D as a unit vector is:

.3849i+.8221j-.4198k

A dot D=8.169

8.169=8.775*1*cos(phi)

phi=21.418

Using this new angle it comes out to be:

8.77*cos(21.418)=8.164

So, one thing I noticed was that in my original post I did C x B and you recommended B x C. I know that the order of cross product does matter so why did you choose the order you did? I also see that finding the dot product between the two was my answer and I didn't need to use the cos(phi) formula part. So, I think my final answer is 8.164? It seems more reasonable since it isn't negative.
 
  • #4
You don't need to calculate new angle phi. The dot product of A with a unit vector in the direction of D is the component of A in the direction of D which is what the problem asks for. Note how close your answer A dot D = 8.169 is to your final answer 8.164. The difference is round offs and you went around in a circle when you calculated that last bit.

As to why I chose B x C as opposed to C x B, the answer is that for this problem it doesn't matter. One is the negative of the other. Draw a drawing and you will see that there are two perpendiculars "to the direction of B and in the plane of A and B" as the problem specifies. One is the negative of the other. In your original post, you calculated the other solution. Note that the sum of your original angle and this angle are 158.56 + 21.418 = 180 as they should. Both of these angles are correct and the component that you are seeking is either 8.169 or -8.169 depending on which of the two perpendiculars "to the direction of B and in the plane of A and B" you choose.
 
Last edited:
  • #5
kuruman said:
You don't need to calculate new angle phi. The dot product of A with a unit vector in the direction of D is the component of A in the direction of D which is what the problem asks for. Note how close your answer A dot D = 8.169 is to your final answer 8.164. The difference is round offs and you went around in a circle when you calculated that last bit.

As to why I chose B x C as opposed to C x B, the answer is that for this problem it doesn't matter. One is the negative of the other. Draw a drawing and you will see that there are two perpendiculars "to the direction of B and in the plane of A and B" as the problem specifies. One is the negative of the other. In your original post, you calculated the other solution. Note that the sum of your original angle and this angle are 158.56 + 21.418 = 180 as they should. Both of these angles are correct and the component that you are seeking is either 8.169 or -8.169 depending on which of the two perpendiculars "to the direction of B and in the plane of A and B" you choose.

AAhh alright. Thank you for clearing that up. I see the relationship now and it makes sense. Thanks again!
 
  • #6
What is the component of A that is perpendicular to the direction of B .

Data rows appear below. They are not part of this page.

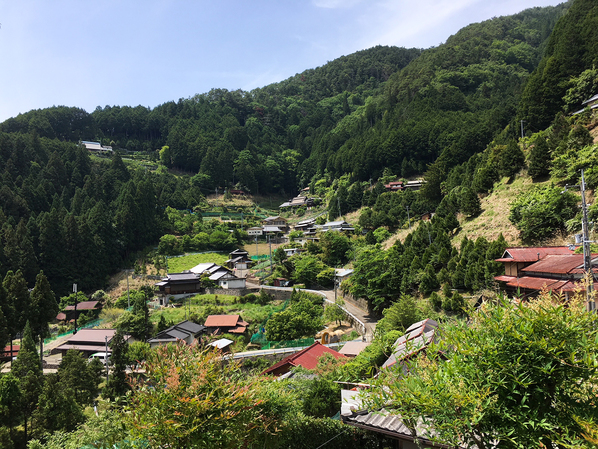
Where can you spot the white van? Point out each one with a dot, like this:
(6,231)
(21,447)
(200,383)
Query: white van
(103,356)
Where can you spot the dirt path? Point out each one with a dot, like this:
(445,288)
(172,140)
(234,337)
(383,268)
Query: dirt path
(369,321)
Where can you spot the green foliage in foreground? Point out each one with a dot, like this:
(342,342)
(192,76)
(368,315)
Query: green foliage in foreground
(515,376)
(303,318)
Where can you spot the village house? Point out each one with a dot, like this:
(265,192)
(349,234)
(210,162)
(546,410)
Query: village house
(239,260)
(179,283)
(337,226)
(298,201)
(227,280)
(255,231)
(528,271)
(394,186)
(90,341)
(70,313)
(185,331)
(275,222)
(307,358)
(225,324)
(96,147)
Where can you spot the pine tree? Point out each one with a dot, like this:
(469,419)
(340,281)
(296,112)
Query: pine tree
(511,160)
(539,159)
(117,384)
(82,377)
(43,309)
(17,302)
(27,369)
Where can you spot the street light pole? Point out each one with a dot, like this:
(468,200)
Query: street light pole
(587,251)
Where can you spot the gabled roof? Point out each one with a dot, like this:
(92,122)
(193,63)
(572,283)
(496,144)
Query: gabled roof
(238,252)
(200,268)
(272,229)
(179,331)
(84,305)
(559,264)
(222,275)
(307,222)
(181,277)
(533,254)
(277,218)
(595,97)
(223,320)
(353,348)
(307,358)
(537,283)
(222,343)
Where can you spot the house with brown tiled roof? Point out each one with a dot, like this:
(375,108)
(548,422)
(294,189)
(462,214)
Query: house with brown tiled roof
(70,313)
(225,324)
(307,358)
(531,270)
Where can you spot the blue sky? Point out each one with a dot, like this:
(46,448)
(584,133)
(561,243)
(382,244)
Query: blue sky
(107,52)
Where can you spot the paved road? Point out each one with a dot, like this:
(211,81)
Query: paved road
(362,316)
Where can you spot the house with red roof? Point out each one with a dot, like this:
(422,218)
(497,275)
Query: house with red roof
(307,358)
(531,270)
(70,313)
(225,324)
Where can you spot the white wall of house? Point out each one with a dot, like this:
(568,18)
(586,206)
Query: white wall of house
(232,283)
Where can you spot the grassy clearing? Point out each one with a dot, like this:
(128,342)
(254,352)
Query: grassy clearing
(495,216)
(179,264)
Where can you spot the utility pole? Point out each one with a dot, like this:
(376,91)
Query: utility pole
(587,252)
(270,242)
(75,292)
(106,356)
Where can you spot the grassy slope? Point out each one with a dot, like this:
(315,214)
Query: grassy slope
(495,216)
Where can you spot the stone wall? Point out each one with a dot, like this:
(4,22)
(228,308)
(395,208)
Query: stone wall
(232,291)
(357,302)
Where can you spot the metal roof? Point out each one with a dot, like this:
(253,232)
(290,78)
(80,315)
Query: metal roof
(307,358)
(182,277)
(532,254)
(537,283)
(385,422)
(558,264)
(92,335)
(353,348)
(222,320)
(222,343)
(200,268)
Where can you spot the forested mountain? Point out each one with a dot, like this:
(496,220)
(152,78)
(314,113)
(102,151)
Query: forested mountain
(404,112)
(572,48)
(383,107)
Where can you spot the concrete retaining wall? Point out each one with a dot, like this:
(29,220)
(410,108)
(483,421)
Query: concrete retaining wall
(232,291)
(357,302)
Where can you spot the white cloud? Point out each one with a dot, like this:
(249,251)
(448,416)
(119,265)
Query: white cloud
(335,4)
(413,23)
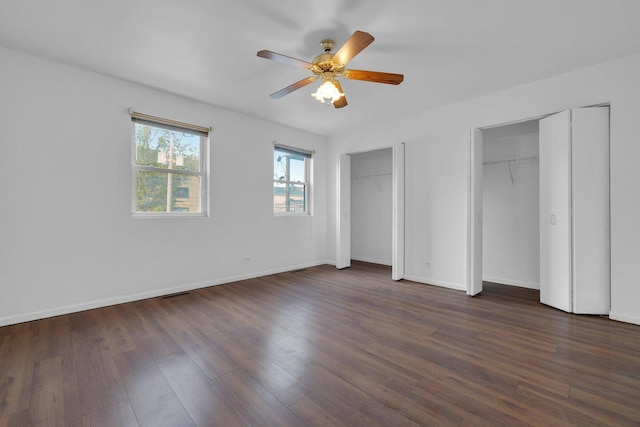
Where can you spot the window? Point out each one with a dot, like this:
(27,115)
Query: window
(169,167)
(291,171)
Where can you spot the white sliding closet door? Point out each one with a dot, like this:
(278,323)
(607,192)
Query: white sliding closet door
(591,225)
(343,219)
(555,211)
(574,211)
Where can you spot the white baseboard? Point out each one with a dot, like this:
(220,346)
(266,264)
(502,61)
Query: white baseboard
(511,282)
(455,286)
(624,318)
(371,260)
(74,308)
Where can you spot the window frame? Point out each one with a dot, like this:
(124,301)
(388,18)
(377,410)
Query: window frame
(203,173)
(308,169)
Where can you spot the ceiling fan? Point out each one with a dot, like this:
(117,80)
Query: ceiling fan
(329,66)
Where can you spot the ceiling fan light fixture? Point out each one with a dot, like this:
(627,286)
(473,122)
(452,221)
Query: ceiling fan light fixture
(327,93)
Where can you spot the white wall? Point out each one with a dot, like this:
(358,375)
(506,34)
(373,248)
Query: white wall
(510,213)
(371,206)
(437,161)
(68,241)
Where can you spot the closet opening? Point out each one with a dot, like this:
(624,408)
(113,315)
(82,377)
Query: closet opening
(370,214)
(511,205)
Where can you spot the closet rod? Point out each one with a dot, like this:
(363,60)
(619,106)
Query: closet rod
(515,159)
(371,176)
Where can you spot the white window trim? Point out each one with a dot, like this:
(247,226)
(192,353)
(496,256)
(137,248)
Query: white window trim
(307,183)
(204,167)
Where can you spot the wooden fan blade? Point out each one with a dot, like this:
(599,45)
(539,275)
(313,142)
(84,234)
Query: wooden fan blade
(374,76)
(342,102)
(356,43)
(267,54)
(297,85)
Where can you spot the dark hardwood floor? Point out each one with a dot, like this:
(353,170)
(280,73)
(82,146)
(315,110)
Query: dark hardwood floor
(323,347)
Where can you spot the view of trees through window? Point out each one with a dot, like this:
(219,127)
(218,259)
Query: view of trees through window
(167,169)
(290,181)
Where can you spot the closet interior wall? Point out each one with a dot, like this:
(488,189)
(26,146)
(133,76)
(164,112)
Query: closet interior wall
(371,206)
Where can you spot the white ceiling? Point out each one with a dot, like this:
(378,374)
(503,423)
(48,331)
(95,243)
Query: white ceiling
(448,50)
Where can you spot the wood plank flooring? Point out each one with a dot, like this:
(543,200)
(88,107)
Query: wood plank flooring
(322,347)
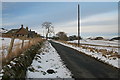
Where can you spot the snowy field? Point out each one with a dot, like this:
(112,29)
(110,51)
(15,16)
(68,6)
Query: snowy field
(98,42)
(112,45)
(5,42)
(48,64)
(109,60)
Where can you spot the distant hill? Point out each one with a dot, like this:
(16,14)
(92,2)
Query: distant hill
(115,38)
(2,30)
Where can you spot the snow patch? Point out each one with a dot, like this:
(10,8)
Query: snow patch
(111,61)
(46,61)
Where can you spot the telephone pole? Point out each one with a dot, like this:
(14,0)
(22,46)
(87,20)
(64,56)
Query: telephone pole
(78,25)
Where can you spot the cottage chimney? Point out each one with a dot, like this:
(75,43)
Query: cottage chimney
(27,28)
(22,26)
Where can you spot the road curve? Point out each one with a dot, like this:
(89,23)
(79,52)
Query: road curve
(83,66)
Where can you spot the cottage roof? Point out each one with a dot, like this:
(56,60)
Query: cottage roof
(12,31)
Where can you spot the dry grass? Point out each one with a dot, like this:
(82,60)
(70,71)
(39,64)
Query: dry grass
(104,52)
(18,50)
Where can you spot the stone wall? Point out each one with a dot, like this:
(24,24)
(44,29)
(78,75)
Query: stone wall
(18,66)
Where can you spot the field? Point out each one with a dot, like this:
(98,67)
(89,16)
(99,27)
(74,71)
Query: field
(105,51)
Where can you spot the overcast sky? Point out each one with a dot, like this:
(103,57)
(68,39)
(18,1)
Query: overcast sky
(97,18)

Magnitude A x Sine θ, where θ between A and B.
ASineθ =A1Sineθ=vectot A cross unit vector B which is a vector.
 

1. What is a vector?

A vector is a mathematical object that has both magnitude (size) and direction. It is typically represented by an arrow, with the length of the arrow representing the magnitude and the direction of the arrow representing the direction.

2. What are the components of a vector?

The components of a vector are the two or three numerical values that represent the magnitude of the vector in each direction. For example, a two-dimensional vector has an x-component and a y-component, while a three-dimensional vector has an x-component, y-component, and z-component.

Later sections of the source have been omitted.